The fact that Bowes-Lyon is speaking is a clear sign that the fourth season of The crown stepped into the establishment’s shoes in a way that the previous three series, which dealt with events of the 50s, 60s and 70s, did not.
Oliver Dowden, the Culture Secretary, called on the series to issue a warning warning audiences that it is fictional. There has been speculation that his move was prompted by concerns within the palace.
Bowes-Lyon told the The telegraph of the day he was speaking out because the episode had caused “frustration” within the family and he was one of the few people able to say anything publicly.
“I’m probably the only family member who can say something publicly about this,” he said. “It’s harder for the royals, and the younger generation wasn’t there.
“I wouldn’t say the family is upset, but I think people are frustrated and would like the record to be clear. Members of the Royal Family are fairly immune to criticism, but in terms of the historical record people should know.
Bowes-Lyon added: “Regardless of the family connection, it’s important to make sure that history doesn’t see it as what actually happened.
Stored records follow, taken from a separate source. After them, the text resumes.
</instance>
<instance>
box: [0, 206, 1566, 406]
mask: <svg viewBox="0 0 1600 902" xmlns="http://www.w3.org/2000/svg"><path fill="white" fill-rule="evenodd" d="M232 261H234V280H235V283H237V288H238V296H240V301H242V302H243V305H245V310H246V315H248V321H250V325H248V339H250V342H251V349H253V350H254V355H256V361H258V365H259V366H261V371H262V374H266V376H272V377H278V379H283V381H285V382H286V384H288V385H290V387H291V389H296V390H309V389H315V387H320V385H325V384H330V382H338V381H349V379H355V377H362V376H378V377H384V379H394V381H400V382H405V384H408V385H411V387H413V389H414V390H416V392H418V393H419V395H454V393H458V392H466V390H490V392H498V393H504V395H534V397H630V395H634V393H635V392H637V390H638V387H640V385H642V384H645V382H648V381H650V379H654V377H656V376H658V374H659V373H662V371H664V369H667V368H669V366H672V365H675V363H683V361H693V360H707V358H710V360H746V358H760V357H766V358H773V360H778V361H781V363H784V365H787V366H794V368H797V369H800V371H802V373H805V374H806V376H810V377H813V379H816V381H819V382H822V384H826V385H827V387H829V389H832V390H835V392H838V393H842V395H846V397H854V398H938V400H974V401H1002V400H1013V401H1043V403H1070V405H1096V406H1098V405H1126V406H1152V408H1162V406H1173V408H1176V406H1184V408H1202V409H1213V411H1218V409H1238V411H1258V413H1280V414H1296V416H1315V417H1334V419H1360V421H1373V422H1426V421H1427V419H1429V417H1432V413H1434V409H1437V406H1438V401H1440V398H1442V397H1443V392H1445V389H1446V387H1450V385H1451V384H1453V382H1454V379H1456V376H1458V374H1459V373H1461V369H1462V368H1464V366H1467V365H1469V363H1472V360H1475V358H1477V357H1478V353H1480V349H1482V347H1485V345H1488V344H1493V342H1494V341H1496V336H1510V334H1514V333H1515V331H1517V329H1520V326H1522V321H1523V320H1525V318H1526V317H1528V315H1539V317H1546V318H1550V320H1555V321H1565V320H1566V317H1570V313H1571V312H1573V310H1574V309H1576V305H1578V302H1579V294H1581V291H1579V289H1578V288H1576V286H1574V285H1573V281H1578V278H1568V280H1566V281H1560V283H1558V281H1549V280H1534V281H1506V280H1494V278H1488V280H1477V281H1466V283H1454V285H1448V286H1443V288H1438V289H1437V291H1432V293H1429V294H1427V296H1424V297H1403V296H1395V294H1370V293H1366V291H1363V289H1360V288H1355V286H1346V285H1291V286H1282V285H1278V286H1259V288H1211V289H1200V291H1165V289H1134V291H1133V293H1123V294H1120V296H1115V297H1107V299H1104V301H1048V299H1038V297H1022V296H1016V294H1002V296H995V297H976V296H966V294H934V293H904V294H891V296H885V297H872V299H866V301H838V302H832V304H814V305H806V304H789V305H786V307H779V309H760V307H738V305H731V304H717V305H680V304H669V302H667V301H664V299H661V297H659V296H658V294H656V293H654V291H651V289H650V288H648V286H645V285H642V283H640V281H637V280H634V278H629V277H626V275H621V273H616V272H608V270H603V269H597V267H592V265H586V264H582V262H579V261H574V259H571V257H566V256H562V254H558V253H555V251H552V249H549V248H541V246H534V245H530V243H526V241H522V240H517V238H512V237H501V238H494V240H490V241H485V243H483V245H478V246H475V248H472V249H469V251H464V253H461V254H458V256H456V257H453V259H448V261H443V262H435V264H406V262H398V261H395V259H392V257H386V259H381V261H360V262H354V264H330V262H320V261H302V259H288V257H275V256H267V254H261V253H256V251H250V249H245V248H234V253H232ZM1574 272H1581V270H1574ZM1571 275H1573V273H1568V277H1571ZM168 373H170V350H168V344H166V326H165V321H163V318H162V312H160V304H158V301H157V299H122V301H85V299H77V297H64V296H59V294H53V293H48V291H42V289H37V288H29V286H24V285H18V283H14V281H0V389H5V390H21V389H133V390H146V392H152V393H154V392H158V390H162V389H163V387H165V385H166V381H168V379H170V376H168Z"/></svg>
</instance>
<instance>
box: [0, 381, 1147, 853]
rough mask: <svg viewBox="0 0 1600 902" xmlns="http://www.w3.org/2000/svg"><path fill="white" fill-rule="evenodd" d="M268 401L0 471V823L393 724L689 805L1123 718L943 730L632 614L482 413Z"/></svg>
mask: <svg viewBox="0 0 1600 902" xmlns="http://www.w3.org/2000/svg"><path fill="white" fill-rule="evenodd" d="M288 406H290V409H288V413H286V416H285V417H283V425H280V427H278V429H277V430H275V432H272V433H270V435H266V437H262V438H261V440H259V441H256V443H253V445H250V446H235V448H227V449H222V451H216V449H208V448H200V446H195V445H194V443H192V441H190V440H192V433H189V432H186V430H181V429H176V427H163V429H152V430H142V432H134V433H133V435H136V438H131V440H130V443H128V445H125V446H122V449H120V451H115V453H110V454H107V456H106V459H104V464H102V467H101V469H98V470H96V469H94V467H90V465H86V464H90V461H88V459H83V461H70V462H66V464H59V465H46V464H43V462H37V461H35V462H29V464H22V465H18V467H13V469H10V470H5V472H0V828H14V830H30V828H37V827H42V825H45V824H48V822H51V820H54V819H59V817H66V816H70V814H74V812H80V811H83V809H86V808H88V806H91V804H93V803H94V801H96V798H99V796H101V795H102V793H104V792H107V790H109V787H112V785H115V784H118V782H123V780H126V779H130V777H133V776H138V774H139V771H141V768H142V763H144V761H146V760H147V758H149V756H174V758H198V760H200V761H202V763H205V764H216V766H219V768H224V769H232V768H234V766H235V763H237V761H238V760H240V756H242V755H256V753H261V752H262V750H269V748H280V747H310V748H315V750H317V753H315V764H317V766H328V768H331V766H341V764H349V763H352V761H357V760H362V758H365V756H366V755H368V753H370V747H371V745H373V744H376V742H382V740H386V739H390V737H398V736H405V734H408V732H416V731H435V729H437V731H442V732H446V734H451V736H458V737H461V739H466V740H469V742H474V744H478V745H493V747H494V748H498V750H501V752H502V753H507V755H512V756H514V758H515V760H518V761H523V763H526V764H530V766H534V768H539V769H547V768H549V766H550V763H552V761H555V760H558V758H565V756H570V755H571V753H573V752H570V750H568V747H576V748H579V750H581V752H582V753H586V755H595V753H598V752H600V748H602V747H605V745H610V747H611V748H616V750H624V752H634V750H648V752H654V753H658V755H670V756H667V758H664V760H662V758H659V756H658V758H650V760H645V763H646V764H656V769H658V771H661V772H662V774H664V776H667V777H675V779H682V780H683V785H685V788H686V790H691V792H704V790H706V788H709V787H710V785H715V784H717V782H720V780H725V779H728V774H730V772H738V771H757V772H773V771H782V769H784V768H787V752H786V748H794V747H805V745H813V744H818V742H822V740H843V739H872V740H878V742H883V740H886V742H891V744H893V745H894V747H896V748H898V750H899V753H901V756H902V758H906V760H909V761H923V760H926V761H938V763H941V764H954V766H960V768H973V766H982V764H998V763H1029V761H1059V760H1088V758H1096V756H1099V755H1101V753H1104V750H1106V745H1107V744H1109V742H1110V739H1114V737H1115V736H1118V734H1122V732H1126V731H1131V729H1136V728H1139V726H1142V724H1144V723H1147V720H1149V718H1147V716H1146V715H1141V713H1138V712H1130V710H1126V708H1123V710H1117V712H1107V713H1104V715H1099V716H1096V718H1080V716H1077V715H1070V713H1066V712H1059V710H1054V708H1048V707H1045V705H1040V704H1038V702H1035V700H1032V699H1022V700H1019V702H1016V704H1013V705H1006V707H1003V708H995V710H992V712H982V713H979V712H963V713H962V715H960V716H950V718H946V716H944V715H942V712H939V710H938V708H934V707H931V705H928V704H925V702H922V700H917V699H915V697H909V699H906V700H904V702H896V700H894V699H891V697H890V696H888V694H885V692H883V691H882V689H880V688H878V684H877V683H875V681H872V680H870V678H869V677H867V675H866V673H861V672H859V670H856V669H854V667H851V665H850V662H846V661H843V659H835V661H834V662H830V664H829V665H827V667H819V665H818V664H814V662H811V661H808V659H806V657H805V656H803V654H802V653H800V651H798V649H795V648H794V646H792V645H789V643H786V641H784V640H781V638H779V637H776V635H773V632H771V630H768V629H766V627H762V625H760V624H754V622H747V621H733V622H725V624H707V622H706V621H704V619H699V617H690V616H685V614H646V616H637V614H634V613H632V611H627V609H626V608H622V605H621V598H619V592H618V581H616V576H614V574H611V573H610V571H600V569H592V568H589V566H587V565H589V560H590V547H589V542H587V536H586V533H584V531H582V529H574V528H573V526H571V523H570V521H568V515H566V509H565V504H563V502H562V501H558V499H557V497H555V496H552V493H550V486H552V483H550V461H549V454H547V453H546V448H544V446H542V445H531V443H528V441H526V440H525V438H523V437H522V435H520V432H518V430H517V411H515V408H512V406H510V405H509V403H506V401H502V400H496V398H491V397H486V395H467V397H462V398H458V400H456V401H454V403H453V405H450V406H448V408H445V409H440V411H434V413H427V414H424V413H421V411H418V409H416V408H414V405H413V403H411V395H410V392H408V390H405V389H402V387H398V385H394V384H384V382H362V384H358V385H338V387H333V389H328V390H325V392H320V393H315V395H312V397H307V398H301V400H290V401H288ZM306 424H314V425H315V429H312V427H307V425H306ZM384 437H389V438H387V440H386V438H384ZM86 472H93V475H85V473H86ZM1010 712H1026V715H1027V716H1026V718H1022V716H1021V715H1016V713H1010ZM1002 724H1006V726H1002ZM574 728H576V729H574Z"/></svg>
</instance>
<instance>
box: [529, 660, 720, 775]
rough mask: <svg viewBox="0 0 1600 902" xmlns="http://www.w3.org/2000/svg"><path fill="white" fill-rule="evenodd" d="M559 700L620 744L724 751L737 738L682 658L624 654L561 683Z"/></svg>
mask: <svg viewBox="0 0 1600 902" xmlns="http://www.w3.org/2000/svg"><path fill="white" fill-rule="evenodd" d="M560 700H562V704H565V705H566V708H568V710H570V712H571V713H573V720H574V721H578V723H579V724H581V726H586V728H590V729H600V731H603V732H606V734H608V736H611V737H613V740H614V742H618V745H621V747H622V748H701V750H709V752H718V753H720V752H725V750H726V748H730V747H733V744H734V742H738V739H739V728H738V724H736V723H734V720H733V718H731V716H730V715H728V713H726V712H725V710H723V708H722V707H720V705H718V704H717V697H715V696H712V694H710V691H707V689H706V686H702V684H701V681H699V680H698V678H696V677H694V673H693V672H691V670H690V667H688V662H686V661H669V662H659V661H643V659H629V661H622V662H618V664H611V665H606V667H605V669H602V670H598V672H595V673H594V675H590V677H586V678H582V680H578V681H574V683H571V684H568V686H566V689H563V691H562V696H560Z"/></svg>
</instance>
“I wouldn’t like to see anyone in the future refer to this as the truth – and some people tend to think so.”
Katherine and Nerissa were the third and fifth daughters of John Herbert Bowes-Lyon, the older brother of the Queen Mother, and his wife, Fenella.
The crown depicts the Queen Mother saying the sisters should be locked out of sight because “their professionally diagnosed idiocy and foolishness would make people question the integrity of the lineage.”
In 1987, it was revealed that three other cousins of the Queen (daughters of Fenella’s sister) had been sent to the asylum on the same day as the sisters.
Bonham Carter said in a podcast that aired this week, “Katherine and Nerissa’s story is absolutely true. If Margaret had this feeling of empathy with them and if she didn’t know it, [I have] absolutely no idea. But Katherine and Nerissa and three other people were locked up and pronounced dead while alive.